PRISMA 2009 flow diagram with the research strategy.

Two authors (M.F.P. and M.L.V.) independently researched reference lists of recognized manuscripts, aiming to perform an integration of the literature. Interventional, observational, prospective, and retrospective studies were considered. Exclusion criteria were the following: single case reports, book chapters, and conference abstracts. In addition, publications written in a language other than English, and in vitro or in animals experimental trials were excluded. The bibliographic research provided a preliminary group of papers, which were carefully analyzed. Two investigators (M.D. and B.G.) independently evaluated the risk of bias to confirm the validity of the selected papers and overcome possible selection, performance, detection, attrition, and reporting bias, according to the Cochrane Handbook for Systematic Reviews of Interventions [60,61,62]. For the specific purposes of the present review, we then performed a further selection of the preliminary set of papers, with more restrictive criteria. For this reason we analyzed a restricted group of articles in our review, as we reported in the results section.

5. Conclusions

Recent studies in the literature suggests that vaginal microbiota may play a possible role in the onset and progression of cervical intraepithelial neoplasia, in particular high-grade CIN, even if, for some authors, this correlation does not attain significance. Therefore, what is yet to be examined is the interaction between all of the factors that are involved in this relationship, in order examine if it is significantly relevant or not.

First of all, the insurgence of CIN, and its progression in high-grade lesions, inevitably requires the presence of previous HPV integration in the cervical tissue, and the activation of oncogenic protein expression. In addition, data in the literature underline that HR-HPVs are the main etiological factors involved in the development and progression of CIN and cervical cancer. Instead, the motivation of why only in some cases HPV infection is cancerous, whereas in other women it is suppressed, may be explained by immunological response system diversity. After infection, in fact, there are many factors involved in the acquisition and persistence of HPV leading to the development of cervical lesions, and immunological response may probably be more significantly responsible in the clearance of HPV infection.
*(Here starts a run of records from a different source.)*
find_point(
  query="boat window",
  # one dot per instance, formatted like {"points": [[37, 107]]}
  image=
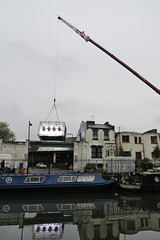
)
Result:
{"points": [[34, 180], [84, 206], [85, 178], [67, 179], [32, 207], [66, 206]]}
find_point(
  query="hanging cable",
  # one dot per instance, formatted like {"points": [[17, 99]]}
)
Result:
{"points": [[55, 82]]}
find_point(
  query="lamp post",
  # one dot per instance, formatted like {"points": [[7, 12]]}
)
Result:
{"points": [[29, 126]]}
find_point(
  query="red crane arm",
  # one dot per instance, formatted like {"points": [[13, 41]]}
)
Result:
{"points": [[88, 39]]}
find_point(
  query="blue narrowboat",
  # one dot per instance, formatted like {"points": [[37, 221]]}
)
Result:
{"points": [[64, 181]]}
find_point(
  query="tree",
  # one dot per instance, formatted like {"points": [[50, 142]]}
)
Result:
{"points": [[5, 132]]}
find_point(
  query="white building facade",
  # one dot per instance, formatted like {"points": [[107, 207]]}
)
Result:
{"points": [[14, 152], [94, 143], [138, 145]]}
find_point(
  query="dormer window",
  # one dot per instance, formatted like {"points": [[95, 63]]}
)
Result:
{"points": [[95, 133], [106, 134]]}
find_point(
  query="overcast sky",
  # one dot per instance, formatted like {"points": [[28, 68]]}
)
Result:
{"points": [[86, 83]]}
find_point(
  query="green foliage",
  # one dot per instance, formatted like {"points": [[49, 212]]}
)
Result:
{"points": [[90, 167], [145, 164], [156, 152], [124, 153], [5, 132]]}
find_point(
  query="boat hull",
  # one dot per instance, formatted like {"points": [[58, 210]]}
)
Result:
{"points": [[56, 182]]}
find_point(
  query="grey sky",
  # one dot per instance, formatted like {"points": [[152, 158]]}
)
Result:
{"points": [[88, 82]]}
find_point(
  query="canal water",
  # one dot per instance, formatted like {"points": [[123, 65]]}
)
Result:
{"points": [[114, 215]]}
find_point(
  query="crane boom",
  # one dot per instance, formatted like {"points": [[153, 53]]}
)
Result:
{"points": [[88, 39]]}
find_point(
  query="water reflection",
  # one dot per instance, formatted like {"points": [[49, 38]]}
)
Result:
{"points": [[89, 216]]}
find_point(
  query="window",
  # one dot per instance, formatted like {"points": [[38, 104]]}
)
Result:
{"points": [[144, 222], [96, 151], [137, 140], [85, 178], [125, 138], [154, 140], [34, 180], [66, 206], [67, 179], [32, 207], [95, 134], [138, 155], [85, 206], [131, 225], [106, 134]]}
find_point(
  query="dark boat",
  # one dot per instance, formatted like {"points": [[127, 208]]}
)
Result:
{"points": [[63, 181], [140, 181]]}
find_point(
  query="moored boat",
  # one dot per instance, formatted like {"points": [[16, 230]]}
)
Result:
{"points": [[140, 181], [63, 181]]}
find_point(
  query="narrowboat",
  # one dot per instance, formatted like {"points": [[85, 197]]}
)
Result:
{"points": [[63, 181], [140, 181]]}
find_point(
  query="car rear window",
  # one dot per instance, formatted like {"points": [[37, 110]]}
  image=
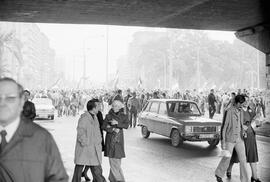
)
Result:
{"points": [[162, 109], [183, 108], [154, 107]]}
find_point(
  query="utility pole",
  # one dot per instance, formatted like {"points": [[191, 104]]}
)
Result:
{"points": [[198, 68], [258, 69], [107, 55], [84, 66]]}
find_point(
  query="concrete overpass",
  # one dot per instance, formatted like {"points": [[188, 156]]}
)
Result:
{"points": [[248, 18]]}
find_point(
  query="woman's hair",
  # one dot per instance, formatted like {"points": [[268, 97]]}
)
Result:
{"points": [[239, 99], [91, 105], [29, 110], [118, 104]]}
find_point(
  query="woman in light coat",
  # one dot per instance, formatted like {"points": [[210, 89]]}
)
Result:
{"points": [[88, 150], [114, 124]]}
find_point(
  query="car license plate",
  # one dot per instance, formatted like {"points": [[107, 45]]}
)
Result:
{"points": [[43, 116], [206, 135]]}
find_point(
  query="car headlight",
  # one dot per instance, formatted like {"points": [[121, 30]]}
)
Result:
{"points": [[188, 129]]}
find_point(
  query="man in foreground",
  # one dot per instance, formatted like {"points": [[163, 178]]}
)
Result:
{"points": [[28, 152], [232, 138]]}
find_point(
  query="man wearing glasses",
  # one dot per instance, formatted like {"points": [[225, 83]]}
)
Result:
{"points": [[232, 137], [28, 152]]}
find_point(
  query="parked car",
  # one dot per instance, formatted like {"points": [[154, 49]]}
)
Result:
{"points": [[179, 120], [44, 108]]}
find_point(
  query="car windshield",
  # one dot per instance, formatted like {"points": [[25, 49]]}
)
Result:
{"points": [[42, 101], [186, 108]]}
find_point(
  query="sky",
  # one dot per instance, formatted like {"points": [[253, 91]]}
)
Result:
{"points": [[73, 43]]}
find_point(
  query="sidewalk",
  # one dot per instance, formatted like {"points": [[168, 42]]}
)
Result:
{"points": [[264, 130]]}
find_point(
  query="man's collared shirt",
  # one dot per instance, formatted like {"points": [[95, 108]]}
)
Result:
{"points": [[11, 129]]}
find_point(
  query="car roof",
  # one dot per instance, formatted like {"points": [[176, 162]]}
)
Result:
{"points": [[170, 100]]}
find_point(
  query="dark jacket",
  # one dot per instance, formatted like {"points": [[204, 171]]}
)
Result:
{"points": [[101, 120], [33, 156], [115, 148], [211, 99]]}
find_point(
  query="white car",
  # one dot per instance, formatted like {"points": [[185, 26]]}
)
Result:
{"points": [[44, 108]]}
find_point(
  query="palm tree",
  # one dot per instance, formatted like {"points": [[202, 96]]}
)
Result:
{"points": [[8, 42]]}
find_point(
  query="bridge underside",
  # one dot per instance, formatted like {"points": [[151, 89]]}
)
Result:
{"points": [[248, 18]]}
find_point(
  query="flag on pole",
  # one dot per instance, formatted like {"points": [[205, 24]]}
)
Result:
{"points": [[140, 83], [116, 80]]}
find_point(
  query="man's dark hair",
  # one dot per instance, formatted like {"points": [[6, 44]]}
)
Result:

Among extrinsic factors to consider are hormonal contraceptives, recent intercourse, hygiene practices, and smoking, while, among intrinsic factors, the most important is ethnicity, which may also mirror in different genetic settings and in the composition of vaginal microbiota biofilms, resulting in the insurgence of vaginal dysbiosis, as BV and the lesser-known AV, which seem correlated with HPV infection and persistence. In consideration of this, additional biological analysis is required to confirm the role of the vaginal microbiota in the pathogenesis of CIN and cervical cancer. In addition, it is important to investigate the cause–effect relationship between them, in order to understand if the changes in the microbiota microenvironment are the cause, or the consequence, of HPV infection.

Furthermore, it could be crucial to find potential biomarkers, such as Sneathia and Delftia, that may be used as predictors of the evolution of HPV lesions, and to investigate the pathogenesis of chronic inflammation that leads to cervical cancer. It is already known, in fact, that the inflammatory response is associated with CIN2+ lesions. Finding predisposing factors in HPV+/CIN1 lesions may be of use in preventing the progression of the disease.

The information about vaginal microbial composition, biomarkers, and chronic inflammation may grant the opportunity for the development of new therapeutic strategies for CIN.